John McCain just wants to throw shit out there, and “raise questions” about Obama, and hope his supporters connect the dots, because he is too much of a coward to directly push this toxic stew. He would rather hide behind right-wing bloggers, surrogates, and scummy websites staffed with wingnut welfare recipients like the NRO and the Weekly Standard.

John McCain had 90 minutes to bring this stuff up to Obama, to his face, and passed.

John McCain is a coward.

This is what kills Presidential candidates the most: being seen as unmanly. Fair or not, it killed Gore and it killed Kerry. And now it's the skinny intellectual from Hawaii and Harvard who's looking like a real man in this contest.

Even the mainstream media is calling bullshit on the smear-by-association:



So how long until the term "coward" starts leaking into the mainstream media itself?

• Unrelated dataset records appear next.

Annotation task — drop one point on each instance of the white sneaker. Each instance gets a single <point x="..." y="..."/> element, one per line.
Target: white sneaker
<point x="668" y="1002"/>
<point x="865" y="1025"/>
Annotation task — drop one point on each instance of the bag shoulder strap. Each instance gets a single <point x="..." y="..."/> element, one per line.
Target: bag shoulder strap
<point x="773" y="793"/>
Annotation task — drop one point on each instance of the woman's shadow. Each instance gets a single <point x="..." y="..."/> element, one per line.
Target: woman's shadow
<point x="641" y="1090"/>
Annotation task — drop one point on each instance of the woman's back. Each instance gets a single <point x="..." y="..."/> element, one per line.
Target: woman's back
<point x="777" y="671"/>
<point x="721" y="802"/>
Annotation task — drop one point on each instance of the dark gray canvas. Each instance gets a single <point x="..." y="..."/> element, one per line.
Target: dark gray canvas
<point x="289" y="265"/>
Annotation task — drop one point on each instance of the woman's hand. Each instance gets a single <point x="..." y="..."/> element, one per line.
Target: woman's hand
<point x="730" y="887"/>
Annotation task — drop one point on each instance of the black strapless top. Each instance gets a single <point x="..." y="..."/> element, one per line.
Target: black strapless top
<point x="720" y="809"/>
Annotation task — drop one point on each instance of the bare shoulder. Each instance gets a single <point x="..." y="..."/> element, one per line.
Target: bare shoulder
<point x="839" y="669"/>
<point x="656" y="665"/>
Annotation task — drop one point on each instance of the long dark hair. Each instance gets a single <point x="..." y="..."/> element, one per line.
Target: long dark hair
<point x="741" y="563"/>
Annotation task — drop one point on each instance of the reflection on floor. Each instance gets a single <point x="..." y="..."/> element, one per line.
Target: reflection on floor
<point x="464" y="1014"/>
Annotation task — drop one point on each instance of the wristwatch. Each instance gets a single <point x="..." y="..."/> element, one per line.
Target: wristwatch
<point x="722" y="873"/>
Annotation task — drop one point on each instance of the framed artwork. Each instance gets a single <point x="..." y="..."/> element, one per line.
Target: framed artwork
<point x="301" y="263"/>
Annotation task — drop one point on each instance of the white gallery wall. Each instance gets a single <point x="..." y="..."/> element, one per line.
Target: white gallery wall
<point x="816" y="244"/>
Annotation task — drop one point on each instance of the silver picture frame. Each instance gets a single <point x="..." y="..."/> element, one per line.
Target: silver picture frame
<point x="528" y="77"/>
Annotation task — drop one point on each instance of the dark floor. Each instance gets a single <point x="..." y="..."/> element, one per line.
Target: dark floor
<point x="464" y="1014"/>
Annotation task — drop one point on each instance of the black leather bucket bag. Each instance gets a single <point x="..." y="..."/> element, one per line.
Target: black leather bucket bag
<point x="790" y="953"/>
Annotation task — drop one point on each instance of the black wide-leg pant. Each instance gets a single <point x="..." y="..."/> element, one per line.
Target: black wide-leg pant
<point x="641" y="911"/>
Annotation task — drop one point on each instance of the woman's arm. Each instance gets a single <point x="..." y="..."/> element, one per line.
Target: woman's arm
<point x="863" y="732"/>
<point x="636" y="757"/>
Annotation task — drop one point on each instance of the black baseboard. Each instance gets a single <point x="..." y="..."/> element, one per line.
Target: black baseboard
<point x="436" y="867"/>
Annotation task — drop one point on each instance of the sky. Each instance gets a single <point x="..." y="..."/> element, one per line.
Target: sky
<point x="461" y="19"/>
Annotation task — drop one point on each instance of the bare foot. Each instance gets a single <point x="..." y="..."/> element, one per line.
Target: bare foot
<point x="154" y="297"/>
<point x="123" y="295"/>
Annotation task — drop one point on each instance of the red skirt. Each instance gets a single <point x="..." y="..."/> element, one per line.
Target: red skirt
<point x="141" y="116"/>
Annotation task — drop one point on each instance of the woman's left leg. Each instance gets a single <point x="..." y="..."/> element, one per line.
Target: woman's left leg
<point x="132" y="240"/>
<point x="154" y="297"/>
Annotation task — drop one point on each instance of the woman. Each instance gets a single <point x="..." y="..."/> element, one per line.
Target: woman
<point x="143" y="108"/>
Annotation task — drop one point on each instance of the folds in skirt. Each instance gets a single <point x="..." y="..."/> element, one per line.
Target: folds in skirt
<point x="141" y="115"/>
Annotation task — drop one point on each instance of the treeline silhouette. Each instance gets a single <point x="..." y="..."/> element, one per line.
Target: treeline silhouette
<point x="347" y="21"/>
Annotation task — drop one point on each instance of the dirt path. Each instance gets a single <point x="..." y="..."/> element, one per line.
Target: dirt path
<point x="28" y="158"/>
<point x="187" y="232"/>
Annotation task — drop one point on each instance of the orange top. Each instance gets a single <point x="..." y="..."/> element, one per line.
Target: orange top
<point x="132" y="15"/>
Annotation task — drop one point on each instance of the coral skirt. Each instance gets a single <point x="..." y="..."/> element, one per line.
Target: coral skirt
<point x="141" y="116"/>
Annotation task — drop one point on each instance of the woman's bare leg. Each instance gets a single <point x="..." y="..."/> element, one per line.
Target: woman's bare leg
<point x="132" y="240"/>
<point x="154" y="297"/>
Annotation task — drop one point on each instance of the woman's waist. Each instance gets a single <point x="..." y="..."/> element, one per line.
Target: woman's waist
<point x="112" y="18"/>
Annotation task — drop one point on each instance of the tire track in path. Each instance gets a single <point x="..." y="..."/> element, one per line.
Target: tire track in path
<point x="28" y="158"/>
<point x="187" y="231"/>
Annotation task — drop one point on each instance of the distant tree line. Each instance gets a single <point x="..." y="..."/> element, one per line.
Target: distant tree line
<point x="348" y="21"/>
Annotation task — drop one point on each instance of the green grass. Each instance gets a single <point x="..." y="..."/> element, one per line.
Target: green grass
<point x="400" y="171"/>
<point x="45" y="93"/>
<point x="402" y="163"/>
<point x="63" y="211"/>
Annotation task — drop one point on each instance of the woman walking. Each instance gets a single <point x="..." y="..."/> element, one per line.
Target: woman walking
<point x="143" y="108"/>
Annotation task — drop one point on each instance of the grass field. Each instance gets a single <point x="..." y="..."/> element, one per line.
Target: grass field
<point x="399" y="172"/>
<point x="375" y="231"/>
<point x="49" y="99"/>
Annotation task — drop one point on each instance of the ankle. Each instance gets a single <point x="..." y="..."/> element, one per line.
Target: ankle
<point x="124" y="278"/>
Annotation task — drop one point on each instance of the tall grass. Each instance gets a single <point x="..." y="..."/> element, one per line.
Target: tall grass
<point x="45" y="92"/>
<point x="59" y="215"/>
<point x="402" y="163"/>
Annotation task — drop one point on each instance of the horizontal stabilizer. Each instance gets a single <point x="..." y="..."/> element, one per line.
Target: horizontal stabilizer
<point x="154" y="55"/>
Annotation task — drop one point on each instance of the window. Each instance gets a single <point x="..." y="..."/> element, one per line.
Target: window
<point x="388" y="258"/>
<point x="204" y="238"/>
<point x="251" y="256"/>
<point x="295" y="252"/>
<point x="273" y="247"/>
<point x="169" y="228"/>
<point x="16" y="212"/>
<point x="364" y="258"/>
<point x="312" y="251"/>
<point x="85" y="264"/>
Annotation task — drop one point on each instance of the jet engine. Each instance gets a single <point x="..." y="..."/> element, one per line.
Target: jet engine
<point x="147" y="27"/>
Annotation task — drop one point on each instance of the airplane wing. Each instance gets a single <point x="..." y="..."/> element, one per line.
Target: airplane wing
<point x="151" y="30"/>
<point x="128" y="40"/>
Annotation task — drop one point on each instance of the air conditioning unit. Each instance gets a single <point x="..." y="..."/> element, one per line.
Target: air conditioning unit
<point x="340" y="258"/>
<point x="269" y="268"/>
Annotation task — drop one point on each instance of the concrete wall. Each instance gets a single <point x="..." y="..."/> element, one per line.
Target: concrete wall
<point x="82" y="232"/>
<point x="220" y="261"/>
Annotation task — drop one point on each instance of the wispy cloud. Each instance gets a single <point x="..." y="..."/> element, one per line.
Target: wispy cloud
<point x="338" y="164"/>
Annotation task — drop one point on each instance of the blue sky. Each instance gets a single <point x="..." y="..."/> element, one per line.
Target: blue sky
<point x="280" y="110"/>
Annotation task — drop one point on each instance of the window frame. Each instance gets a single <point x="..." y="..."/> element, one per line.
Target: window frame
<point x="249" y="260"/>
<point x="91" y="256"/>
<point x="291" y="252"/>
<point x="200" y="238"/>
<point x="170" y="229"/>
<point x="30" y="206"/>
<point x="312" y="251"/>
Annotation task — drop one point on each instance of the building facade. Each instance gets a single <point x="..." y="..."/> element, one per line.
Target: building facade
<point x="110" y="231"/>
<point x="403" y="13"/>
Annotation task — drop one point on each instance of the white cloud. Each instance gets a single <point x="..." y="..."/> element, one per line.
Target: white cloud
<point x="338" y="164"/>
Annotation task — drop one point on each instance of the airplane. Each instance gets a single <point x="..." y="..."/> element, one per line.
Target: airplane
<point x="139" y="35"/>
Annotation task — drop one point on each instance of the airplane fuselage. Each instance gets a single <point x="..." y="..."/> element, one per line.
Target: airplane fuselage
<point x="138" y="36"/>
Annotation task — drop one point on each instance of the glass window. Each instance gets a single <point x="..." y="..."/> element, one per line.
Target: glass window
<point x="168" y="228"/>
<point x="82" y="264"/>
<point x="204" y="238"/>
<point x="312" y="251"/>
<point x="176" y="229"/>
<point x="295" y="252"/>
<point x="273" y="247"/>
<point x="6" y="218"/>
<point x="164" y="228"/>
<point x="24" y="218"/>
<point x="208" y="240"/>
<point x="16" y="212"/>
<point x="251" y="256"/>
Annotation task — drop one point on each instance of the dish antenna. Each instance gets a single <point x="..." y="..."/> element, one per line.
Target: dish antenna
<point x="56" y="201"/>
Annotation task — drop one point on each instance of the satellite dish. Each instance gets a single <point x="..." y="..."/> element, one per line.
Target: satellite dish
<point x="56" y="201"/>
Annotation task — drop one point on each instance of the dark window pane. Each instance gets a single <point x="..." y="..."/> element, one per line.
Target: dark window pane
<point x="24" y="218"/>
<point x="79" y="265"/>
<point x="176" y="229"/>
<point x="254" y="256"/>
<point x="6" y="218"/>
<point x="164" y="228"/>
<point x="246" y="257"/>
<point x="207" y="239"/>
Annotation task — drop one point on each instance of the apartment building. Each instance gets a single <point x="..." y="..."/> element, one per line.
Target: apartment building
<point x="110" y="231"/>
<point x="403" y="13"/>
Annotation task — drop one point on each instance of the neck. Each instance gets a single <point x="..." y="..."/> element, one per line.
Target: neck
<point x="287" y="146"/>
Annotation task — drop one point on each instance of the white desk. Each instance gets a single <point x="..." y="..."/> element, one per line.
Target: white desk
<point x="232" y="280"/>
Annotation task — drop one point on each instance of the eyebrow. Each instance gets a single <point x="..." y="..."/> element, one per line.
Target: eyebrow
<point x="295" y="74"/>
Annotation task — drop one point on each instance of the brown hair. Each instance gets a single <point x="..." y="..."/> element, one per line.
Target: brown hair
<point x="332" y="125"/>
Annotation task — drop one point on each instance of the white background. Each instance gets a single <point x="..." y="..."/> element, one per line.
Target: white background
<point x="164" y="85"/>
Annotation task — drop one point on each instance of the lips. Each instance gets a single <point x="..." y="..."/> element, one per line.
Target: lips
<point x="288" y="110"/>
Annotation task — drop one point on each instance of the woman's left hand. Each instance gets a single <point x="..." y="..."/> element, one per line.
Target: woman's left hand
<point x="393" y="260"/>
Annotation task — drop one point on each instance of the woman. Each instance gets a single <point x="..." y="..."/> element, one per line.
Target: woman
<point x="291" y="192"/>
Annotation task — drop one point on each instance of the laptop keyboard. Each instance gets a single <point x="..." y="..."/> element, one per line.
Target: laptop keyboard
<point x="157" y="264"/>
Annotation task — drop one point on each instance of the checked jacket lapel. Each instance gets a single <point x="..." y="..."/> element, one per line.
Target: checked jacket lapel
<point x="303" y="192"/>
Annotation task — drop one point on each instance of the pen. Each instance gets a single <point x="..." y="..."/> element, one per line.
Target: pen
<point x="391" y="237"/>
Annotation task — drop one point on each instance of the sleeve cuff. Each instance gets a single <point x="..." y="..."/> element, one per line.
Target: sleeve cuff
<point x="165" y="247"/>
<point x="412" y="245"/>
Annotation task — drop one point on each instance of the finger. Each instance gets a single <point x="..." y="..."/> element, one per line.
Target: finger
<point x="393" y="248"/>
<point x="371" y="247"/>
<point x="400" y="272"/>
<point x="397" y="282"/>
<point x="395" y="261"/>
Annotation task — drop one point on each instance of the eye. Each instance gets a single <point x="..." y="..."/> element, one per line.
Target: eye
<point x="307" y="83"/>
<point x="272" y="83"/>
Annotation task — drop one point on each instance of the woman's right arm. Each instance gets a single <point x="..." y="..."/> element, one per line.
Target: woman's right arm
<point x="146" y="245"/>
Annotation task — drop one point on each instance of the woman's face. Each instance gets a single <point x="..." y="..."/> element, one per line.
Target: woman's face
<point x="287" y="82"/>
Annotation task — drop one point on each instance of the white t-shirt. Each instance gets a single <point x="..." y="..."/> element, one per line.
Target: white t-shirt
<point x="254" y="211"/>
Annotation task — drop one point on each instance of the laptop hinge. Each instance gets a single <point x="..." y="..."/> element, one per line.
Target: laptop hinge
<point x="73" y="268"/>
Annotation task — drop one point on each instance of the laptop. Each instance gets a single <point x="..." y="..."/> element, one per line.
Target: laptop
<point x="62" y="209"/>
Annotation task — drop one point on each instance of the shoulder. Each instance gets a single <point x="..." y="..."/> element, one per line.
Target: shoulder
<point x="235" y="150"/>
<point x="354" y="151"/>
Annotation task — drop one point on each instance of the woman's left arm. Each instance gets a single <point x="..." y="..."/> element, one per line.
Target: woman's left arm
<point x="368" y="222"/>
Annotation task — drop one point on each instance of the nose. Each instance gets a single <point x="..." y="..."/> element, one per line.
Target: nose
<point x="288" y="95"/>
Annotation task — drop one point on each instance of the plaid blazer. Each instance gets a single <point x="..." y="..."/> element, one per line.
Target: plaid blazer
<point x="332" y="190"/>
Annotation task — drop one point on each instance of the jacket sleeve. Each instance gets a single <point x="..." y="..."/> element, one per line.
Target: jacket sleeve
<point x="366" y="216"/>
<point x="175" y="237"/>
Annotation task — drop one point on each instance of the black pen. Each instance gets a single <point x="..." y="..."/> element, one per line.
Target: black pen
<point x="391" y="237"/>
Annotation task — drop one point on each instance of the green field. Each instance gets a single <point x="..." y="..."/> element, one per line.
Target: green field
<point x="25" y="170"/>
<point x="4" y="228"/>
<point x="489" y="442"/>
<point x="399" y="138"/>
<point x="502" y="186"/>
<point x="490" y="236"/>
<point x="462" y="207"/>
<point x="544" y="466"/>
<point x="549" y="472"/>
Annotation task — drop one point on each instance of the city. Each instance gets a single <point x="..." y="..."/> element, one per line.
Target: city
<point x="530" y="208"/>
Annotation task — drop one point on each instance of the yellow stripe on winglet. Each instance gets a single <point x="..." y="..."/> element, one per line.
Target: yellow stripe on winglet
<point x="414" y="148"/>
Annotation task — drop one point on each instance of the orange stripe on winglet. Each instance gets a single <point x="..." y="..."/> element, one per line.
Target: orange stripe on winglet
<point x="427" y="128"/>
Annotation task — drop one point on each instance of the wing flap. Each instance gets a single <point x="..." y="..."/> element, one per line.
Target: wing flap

I predict Sunday morning they'll be debating whether it's fair to call John McCain a coward or not. And at that point, he's lost the issue.

For good.

2 comments:

Anonymous said...

I'd like Obama in the next debate to turn to McCoward and say: "I'd just like John McCain and Sarah Palin to remember, while they're calling me a terrorist and traitor and whipping their supporters into an angry frenzy, that I have two young daughters at home."

Game over...

Anonymous said...

Hope anonymous message can reach Obama - it is such an excellent entry, must get it in somehow.
(and excellent blog Mark, as usual).